Народные учители выходили из вагонов III класса с напряженными от бессонницы лицами, они тоже не спали, — не спали от волненья перед близкой встречей с Москвой. Одетые по-разному — одни в обычной городской одежде, именовавшейся в те годы «немецкой»; другие — в русских кумачовых рубахах, чисто постиранных, в поддевках и шароварах, собранных в смазные сапоги, блестевшие от дегтя, — они были схожи друг с другом радостной возбужденностью. На перроне, — взволнованный, пожалуй, не меньше, чем эти первые ласточки Выставки, — стоял, вытянувшись и держа свою мягкую шляпу в руке, Федор Иванович Чевкин. Иностранцев ждали не раньше как дней через пять. И ему поручили встретить покуда первую группу народных учителей, помочь им ориентироваться в Москве и добраться до Экзерциргауза, где наверху, на хорах, в специально отведенной комнате представитель Министерства народного просвещения принимал и регистрировал делегатов.

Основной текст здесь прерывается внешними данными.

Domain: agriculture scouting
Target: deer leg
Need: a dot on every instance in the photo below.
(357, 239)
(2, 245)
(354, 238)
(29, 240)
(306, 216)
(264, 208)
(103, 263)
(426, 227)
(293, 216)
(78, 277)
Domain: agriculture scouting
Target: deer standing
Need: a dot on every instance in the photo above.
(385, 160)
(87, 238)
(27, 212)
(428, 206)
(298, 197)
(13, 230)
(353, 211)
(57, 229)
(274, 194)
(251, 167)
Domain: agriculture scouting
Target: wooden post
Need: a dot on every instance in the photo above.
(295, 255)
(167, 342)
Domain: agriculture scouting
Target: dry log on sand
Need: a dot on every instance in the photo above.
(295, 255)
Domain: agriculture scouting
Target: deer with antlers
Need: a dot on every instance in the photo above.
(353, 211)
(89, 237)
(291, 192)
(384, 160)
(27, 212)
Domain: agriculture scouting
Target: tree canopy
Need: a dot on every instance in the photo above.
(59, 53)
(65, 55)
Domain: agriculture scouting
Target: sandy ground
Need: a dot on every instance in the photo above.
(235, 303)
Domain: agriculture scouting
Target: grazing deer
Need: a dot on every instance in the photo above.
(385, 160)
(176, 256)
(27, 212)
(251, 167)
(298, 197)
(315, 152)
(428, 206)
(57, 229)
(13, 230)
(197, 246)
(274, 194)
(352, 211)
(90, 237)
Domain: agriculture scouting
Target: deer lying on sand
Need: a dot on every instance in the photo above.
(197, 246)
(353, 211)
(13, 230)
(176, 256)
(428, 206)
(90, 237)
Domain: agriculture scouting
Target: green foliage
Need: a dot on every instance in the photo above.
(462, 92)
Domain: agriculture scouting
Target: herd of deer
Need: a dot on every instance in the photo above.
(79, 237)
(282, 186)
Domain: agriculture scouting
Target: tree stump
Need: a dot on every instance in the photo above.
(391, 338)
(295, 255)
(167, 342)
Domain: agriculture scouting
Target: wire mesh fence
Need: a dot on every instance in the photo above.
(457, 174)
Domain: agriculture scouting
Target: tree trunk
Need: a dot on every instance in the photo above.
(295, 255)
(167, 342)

— Ох, хорошо, что встретили, — говорил, радостно здороваясь с Чевкиным, Никифор Иванович Богодушный, старшина всей группы, — а не то бы мы рассыпались по Москве, как из лукошка. Сговорились было держаться вместе, повыспросить, да идти пешочком, но нашлись у нас несогласные, желающие действовать отдельно. А ведь я отвечаю, господин. Ну теперь хочешь не хочешь, иди с нами вместе!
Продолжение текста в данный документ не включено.